The interesting piece of this certification is that the testing standards are based on the risk impact of the software, called the Design Assurance Level (DAL) which is determined by examining the effect of a failure in the system on the aircraft (which in our world would be the portfolio), crew (the investment management firm), and passengers (the investors or clients). The higher the level, the more rigorous proof of testing needed for certification.

To see what DAL would look like in our world, let's substitute a few key words:

A.  Catastrophic - Failure may cause multiple fatalities (financial losses), usually with loss of the airplane (investor's capital)

B.  Hazardous - Failure has a large impact on safety risk or performance, or reduces the ability of the crew (investment manager) to operate the aircraft (portfolio) due to physical (financial) distress or a higher workload, or causes serious or fatal injuries among the passengers (losses among the investors

C.  Major - Failure significantly reduces the safety margin or significantly increases crew (the investment manager's) workload. May result in passenger (investor) discomfort (or even minor injuries)(losses). 

D.  Minor - Failure slightly reduces the safety margin or slightly increases crew (investment manager's) workload. Examples might include causing passenger (investor) inconvenience or a routine flight plan (portfolio investment) change. 

E.  No Effect - Failure has no impact on safety, aircraft (portfolio, trading, and compliance operations), or crew (investment manager) workload. 

After I completed my editing, it looked very familiar to me, as our firm uses a similar approach in our IMP Testing Methodology. For example, on our CLEAR compliance projects, we use a DAL-type of framework to forecast the impact if compliance rules were to fail due to improper coding, or unforeseen bad data. If you look at the $21 million fine imposed on WAMCO recently, there is still some controversy if the problem was purely a data issue, the order management system, or the process and controls around it. It poses the question, would having a certification and a DAL approach in the compliance rule testing process have helped to prevent this? I believe so.
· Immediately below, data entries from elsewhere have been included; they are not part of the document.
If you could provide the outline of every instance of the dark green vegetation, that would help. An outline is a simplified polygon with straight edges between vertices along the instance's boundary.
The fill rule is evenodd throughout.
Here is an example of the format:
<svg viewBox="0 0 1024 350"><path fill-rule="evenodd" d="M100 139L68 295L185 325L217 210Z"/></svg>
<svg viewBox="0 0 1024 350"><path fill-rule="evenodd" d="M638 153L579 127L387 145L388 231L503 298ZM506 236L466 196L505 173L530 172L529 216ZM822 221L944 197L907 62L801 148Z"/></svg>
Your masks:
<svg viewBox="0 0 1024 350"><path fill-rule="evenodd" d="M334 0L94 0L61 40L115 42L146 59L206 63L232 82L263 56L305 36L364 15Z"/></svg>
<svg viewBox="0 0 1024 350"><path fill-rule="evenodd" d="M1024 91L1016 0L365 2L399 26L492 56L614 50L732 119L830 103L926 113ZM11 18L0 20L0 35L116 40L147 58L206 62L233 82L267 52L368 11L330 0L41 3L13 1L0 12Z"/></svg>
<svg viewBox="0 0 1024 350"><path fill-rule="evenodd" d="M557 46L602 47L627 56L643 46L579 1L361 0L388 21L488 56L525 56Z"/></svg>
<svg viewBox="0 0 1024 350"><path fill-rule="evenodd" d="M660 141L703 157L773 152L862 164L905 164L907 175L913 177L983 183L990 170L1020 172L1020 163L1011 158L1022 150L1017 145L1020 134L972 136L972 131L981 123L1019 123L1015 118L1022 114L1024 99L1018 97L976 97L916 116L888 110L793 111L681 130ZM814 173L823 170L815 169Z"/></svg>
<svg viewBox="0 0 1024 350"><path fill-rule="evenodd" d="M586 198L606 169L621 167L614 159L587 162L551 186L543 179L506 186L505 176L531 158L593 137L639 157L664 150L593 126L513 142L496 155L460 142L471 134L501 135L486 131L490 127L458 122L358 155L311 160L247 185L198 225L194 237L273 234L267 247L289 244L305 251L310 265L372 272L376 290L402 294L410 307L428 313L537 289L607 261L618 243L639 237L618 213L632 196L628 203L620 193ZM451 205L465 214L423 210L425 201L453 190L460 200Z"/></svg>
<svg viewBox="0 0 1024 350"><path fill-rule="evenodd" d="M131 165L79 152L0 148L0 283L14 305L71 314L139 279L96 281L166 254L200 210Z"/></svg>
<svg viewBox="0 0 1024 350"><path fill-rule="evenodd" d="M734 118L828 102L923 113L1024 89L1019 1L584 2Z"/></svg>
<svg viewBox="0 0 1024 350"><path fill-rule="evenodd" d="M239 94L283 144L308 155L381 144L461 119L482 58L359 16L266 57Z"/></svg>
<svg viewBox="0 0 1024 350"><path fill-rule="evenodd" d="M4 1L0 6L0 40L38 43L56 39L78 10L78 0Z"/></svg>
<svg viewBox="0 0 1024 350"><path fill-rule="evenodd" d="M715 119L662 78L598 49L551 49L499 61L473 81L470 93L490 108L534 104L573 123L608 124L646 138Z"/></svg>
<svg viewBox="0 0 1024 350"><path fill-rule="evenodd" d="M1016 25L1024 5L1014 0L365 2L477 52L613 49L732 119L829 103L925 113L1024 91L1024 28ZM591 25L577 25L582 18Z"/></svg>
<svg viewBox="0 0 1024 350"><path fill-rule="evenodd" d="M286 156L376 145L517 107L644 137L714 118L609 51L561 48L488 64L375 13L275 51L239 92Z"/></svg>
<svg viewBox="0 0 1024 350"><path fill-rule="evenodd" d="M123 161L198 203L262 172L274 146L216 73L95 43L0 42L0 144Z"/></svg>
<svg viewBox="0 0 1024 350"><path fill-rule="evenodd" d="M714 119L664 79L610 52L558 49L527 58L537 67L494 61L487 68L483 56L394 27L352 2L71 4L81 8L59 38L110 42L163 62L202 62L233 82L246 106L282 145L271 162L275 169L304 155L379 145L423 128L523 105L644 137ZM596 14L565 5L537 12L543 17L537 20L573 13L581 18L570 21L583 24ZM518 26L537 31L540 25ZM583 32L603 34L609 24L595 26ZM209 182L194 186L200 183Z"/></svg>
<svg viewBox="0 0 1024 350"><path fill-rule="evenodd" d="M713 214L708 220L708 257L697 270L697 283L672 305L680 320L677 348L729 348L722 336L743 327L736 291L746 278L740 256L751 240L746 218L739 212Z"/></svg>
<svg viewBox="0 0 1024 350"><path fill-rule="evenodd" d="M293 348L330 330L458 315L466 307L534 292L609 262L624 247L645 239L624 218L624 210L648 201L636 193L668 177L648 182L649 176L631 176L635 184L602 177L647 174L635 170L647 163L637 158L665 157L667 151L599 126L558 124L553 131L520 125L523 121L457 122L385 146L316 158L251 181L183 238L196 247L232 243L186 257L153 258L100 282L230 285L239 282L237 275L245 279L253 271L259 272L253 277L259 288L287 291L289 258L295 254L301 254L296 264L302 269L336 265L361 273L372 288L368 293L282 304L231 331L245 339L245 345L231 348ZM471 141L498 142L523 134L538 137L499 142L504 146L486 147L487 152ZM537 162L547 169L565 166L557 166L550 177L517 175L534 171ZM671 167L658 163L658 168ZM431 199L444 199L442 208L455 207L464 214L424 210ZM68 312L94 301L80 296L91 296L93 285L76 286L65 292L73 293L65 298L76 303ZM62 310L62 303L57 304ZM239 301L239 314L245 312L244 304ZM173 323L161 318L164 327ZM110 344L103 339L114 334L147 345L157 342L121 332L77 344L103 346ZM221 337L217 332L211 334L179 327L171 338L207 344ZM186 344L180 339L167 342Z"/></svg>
That is just one case, but what other cases could have been prevented?

  • Could the Knight Securities 2012 loss of $440 million dollar in 30 minute been avoided with the implementation of the DAL concept to the code they released into production?
  • Could it have prevented the “Flash Crash” in 2010 caused by trading algorithms that brought all major indexes down severely in just 30 minutes?
  • Could it have prevented the "technical glitch" that just happened last Wednesday when the NYSE closed until the afternoon? (We still don’t know why as of this writing). 

We can learn a lot from other industries and their approach to making technology “safe”. As we have seen over the last decade when our financial systems have collapsed, more than just money can be lost – jobs, businesses, and lives can be ruined.

The next time you’re testing a piece of software functionality, think about the most catastrophic event that could happen if that software fails. Sometimes that means bringing many people into the discussion from IT and the front-office. Once you have figured that out, focus on a test plan aligned with the DAL levels above. It just might prevent your aircraft from crashing.